Here is my drawing of what the student did. I have been meaning to get back to the teacher and take a picture of the actual student work, but I just haven’t had time.


So, this wonderful group of second grade teachers proceeded to engage in a conversation about what this student knows about place value.  One teacher didn’t think he demonstrated understanding of the standard because he included the values of all the digits and the question specifically asked for the value of the 2 in the hundreds place.  Another teacher disagreed.  She said he is showing the value of the 2 in the 200.  I think at this point I may have asked them what this standard had to do with the other standards that they teach.  They started discussing decomposition and how it relates to work with addition and subtraction. The teachers asked, “What did the student do for the other numbers?”  (there were 4 different three digit numbers).  He did this for one of them:


Looking at actual student work is incredibly important.  It is essential if  teacher’s are going to calibrate their understanding of student understanding. The irony is:  I don’t have it.  BUT, you are looking at my understanding of the student work that I analyzed with my peers and that is what this blog post is really all about.

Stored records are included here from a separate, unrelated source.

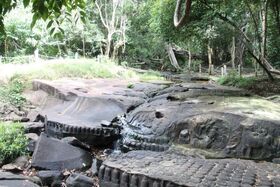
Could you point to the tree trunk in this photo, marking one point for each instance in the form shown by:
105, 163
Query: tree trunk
190, 58
210, 52
233, 53
172, 56
178, 22
264, 30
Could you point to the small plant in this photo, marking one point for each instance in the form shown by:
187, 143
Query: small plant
130, 86
12, 91
13, 142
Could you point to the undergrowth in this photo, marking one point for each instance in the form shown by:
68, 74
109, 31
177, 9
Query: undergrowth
13, 142
21, 78
11, 92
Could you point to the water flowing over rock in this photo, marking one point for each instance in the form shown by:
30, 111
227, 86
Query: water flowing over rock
82, 106
208, 117
54, 154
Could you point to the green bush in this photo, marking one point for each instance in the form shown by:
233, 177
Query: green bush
12, 92
233, 79
13, 142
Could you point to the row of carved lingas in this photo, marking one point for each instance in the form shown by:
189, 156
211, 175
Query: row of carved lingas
64, 128
112, 177
138, 142
196, 172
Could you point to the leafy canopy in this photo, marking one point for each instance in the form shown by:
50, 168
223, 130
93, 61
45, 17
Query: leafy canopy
54, 10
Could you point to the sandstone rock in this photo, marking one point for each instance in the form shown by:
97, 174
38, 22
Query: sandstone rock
33, 127
205, 117
146, 168
75, 142
8, 179
17, 165
78, 180
54, 154
48, 178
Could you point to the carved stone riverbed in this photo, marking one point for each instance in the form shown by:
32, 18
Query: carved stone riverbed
187, 134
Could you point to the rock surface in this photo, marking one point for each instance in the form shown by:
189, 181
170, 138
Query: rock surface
206, 117
78, 180
54, 154
8, 179
146, 168
83, 105
48, 178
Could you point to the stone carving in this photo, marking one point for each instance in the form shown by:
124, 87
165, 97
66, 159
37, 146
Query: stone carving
216, 123
146, 168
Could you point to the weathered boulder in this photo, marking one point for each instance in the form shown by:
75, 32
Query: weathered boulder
75, 142
79, 180
146, 168
215, 119
48, 178
8, 179
19, 164
83, 106
54, 154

The above story is one of many similar stories that I could tell about my first three weeks of school.  I have met with every grade level in our district. At every meeting, we took out pre assessments, analyzed them, argued about them, adapted them, and used them to plan.  There is a lot about our common assessments that bugs me:  some are too long, some of the questions stink, it takes a long time to score them because we use standards based rubrics, and my least favorite thing: they are stressing some people out.

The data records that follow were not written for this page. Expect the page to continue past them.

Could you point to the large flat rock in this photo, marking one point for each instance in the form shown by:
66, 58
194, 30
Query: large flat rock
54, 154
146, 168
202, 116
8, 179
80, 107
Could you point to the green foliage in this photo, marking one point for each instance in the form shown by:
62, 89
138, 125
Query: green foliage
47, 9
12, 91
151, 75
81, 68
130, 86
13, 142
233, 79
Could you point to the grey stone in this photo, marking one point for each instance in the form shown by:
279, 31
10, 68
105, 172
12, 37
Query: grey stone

What do I like about them? We created them together and they evolve with us.  Here are some examples of how they have evolved this month:

  • The first and second grade teachers decided to only give the interview section of the unit one pre assessment next year.  IF a students gets a “3” on the standard that is assessed in the interview AND seems comfortable with persevering, they will continue with the rest of the assessment. If not, they will use the information they get from the interview to plan instruction.  They said this will be less stressful and still informative.
  • The 6th grade teachers seemed to enjoy watching a teaching channel video on one of the standards before we commonly scored.  They want to do more common scoring because it really helps them reflect on the implications for instruction and what changes we need to make to the assessment and rubric.
  • The K-12 district interventionists want to devote some of our meeting time to making an assessment bank for the standards so teachers have a variety of vetted assessments to use to inform their instruction and measure progress.
  • Next year, we are going to try to postpone any pre assessments long enough so more people can devote the beginning of the school year to using Jo Boaler’s week of inspirational math without feeling rushed.

I am not claiming that our assessment system is awesome. I feel pretty crappy that there are kids in our district who felt stressed out in math class, but I think the changes that we are making will be an improvement.  What is most important is that WE are making the changes.